Religious makeup of Brighton & Hove by single year age groups in 2021

=== Religion ===

The 2021 census found the religious composition to be 55.2% nonreligious, 30.9% Christian, 3.1% Muslim, 0.9% Buddhist, and 0.9% Jewish. 1% were adherents of some other religion, while 7.1% did not answer the question.

In the 2001 census, Brighton and Hove had the highest percentage of citizens indicating their religion Jedi among all principal areas of England and Wales.

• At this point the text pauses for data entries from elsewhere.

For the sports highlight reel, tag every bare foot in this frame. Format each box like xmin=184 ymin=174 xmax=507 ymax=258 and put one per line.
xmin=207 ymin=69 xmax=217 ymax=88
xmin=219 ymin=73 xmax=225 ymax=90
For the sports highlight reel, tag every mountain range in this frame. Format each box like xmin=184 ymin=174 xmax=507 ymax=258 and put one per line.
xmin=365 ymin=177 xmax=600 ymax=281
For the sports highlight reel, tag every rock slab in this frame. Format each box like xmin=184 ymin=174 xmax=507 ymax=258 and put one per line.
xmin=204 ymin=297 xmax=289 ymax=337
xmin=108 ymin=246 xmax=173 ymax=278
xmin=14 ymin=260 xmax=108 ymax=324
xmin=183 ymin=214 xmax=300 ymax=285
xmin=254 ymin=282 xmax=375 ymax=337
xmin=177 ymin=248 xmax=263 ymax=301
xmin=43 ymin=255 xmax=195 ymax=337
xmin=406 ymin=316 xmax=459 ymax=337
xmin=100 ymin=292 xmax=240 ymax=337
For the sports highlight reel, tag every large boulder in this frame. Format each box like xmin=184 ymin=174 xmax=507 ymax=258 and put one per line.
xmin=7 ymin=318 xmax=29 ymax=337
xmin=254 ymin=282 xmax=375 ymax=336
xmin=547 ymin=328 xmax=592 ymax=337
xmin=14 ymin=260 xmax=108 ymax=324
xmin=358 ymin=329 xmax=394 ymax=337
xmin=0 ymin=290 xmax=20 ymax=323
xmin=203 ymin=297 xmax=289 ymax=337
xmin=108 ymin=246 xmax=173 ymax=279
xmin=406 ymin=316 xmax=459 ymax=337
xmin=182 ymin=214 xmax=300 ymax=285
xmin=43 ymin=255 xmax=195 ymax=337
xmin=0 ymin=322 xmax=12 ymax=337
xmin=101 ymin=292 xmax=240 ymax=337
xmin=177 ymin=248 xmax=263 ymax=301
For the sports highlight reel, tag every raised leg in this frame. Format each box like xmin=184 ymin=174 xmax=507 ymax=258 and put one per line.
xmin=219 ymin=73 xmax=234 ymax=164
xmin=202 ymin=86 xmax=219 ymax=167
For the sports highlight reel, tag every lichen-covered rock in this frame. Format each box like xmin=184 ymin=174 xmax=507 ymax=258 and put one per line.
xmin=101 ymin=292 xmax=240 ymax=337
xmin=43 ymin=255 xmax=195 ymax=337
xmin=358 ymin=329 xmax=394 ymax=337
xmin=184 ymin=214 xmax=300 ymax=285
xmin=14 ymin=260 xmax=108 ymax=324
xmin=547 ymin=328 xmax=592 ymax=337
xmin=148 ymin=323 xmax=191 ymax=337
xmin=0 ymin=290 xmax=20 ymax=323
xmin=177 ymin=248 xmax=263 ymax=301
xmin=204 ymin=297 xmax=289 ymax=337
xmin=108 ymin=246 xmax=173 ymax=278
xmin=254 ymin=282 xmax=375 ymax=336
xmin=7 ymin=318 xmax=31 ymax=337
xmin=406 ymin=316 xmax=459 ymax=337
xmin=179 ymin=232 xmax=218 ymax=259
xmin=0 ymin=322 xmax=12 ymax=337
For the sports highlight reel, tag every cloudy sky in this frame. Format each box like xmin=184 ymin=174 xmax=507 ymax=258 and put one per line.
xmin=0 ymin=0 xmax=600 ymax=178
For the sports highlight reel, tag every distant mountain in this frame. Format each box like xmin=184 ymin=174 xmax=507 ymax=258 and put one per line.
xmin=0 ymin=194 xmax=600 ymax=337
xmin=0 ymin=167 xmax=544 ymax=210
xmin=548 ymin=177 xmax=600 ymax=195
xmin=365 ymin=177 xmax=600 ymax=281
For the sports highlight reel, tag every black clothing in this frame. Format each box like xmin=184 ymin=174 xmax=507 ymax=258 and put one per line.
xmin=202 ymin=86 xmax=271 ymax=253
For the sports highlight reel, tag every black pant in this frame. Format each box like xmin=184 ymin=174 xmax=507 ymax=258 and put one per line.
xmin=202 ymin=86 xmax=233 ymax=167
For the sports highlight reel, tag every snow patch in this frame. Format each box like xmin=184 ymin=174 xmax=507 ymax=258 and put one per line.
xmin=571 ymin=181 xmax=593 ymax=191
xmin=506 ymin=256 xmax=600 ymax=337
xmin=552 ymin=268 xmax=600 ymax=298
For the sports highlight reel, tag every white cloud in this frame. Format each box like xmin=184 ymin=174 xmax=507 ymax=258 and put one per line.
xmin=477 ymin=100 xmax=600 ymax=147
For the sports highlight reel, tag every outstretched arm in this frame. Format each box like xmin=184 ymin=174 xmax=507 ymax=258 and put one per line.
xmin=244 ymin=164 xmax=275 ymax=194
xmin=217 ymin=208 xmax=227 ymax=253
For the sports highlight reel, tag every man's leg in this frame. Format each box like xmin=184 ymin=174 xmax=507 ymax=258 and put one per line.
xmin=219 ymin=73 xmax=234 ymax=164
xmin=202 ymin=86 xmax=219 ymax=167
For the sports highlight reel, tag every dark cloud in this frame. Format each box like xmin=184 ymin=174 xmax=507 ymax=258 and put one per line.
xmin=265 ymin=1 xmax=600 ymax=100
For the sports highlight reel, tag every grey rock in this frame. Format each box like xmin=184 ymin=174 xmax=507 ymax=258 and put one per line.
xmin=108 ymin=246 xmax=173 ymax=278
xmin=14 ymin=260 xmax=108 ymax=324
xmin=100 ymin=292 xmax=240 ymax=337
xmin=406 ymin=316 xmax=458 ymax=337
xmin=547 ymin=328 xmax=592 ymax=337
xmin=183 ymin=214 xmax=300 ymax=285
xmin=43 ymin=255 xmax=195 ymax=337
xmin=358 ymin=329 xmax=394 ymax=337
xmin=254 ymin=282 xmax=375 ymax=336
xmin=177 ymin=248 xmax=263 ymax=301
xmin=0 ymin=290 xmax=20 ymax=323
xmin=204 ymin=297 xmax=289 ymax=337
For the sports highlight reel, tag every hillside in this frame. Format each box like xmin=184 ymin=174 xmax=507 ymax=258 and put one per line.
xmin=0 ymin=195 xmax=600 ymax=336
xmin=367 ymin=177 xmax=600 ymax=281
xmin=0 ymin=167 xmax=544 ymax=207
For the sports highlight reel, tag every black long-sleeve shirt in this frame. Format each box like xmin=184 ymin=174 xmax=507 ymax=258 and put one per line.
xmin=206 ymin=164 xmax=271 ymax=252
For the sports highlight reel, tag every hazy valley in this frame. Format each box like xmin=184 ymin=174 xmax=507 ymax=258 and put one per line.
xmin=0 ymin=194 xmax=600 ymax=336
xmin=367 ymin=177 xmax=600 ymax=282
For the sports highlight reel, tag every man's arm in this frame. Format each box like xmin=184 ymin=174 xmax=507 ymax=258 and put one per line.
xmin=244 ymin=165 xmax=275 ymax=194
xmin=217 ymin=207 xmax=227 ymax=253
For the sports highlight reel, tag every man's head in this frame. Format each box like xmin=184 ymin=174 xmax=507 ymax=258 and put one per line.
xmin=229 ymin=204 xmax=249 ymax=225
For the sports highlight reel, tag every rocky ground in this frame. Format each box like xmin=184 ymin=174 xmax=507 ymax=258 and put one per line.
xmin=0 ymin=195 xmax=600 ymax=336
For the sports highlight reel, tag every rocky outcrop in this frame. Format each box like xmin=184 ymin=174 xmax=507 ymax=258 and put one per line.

| Religion | 2001 |  | 2011 |  | 2021 |  |
| Number | % | Number | % | Number | % |
| No religion | 66,955 | 27.0 | 115,954 | 42.4 | 152,966 | 55.2 |
| Holds religious beliefs | 158,849 | 64.1 | 133,326 | 48.8 | 104,377 | 37.7 |
| Christian | 146,466 | 59.1 | 117,276 | 42.9 | 85,629 | 30.9 |
| Buddhist | 1,747 | 0.7 | 2,742 | 1.0 | 2,455 | 0.9 |
| Hindu | 1,300 | 0.5 | 1,792 | 0.7 | 2,100 | 0.8 |
| Jewish | 3,358 | 1.4 | 2,670 | 1.0 | 2,455 | 0.9 |
| Muslim | 3,635 | 1.5 | 6,095 | 2.2 | 8,500 | 3.1 |
| Sikh | 237 | 0.1 | 342 | 0.1 | 378 | 0.1 |
| Other religion | 2,106 | 0.8 | 2,409 | 0.9 | 2,860 | 1.0 |
| Religion not stated | 22,013 | 8.9 | 24,089 | 8.8 | 19,760 | 7.1 |
| Total population | 247,817 | 100.0 | 273,369 | 100.0 | 277,103 | 100.0 |

==Media==

- BBC Radio Sussex broadcast from its studios on Queens Road in Brighton.
- Local TV coverage is provided by BBC South East Today based in Tunbridge Wells and ITV News Meridian for the South Coast.
- Television signals in the area are received from the Whitehawk Hill transmitting station which is situated east of Brighton.
- Brighton and Hove Independent from SussexWorld
- The Argus
- Brighton Herald was the first newspaper, published from 6 September 1806 to 30 September 1971, then absorbed by the Brighton and Hove Gazette.
- Brighton and Hove Gazette
- Brighton Gazette, a weekly newspaper was published in 1821 until 1985, when it was absorbed into a free weekly, the Brighton and Hove Leader.
- Brighton and Hove Leader
- Brighton and Hove Herald
- Brighton and Hove News, a news website, launched in 2009, since 2017, a member of the Independent Community News Network.

==Freedom of the City==
The following have received the Freedom of the City of Brighton and Hove.

===Individuals===
- Adam Trimingham: 30 September 2004.
- Henry Allingham: 30 April 2009.
- Flt Lt Marc Heal: 19 May 2011.
- Aung San Suu Kyi: 19 May 2011. Revoked 19 October 2023.
- Steve Ovett: 24 July 2012.
- Roger French: 9 May 2013.
- Dick Knight: 12 December 2013.
- Tony Bloom: 18 May 2017.
- Chris Hughton: 18 May 2017.
- Sir Peter Field: 15 July 2021.
- Mary Jane Clarke 14 December 2023.

===Military units===
- The Royal Sussex Regiment: 27 October 1944. (Borough of Brighton).
- The Royal Sussex Regiment: 1958. (Borough of Hove).
- The Queen's Regiment: 31 December 1966. (Borough of Brighton).
- The Princess of Wales's Royal Regiment: 1996.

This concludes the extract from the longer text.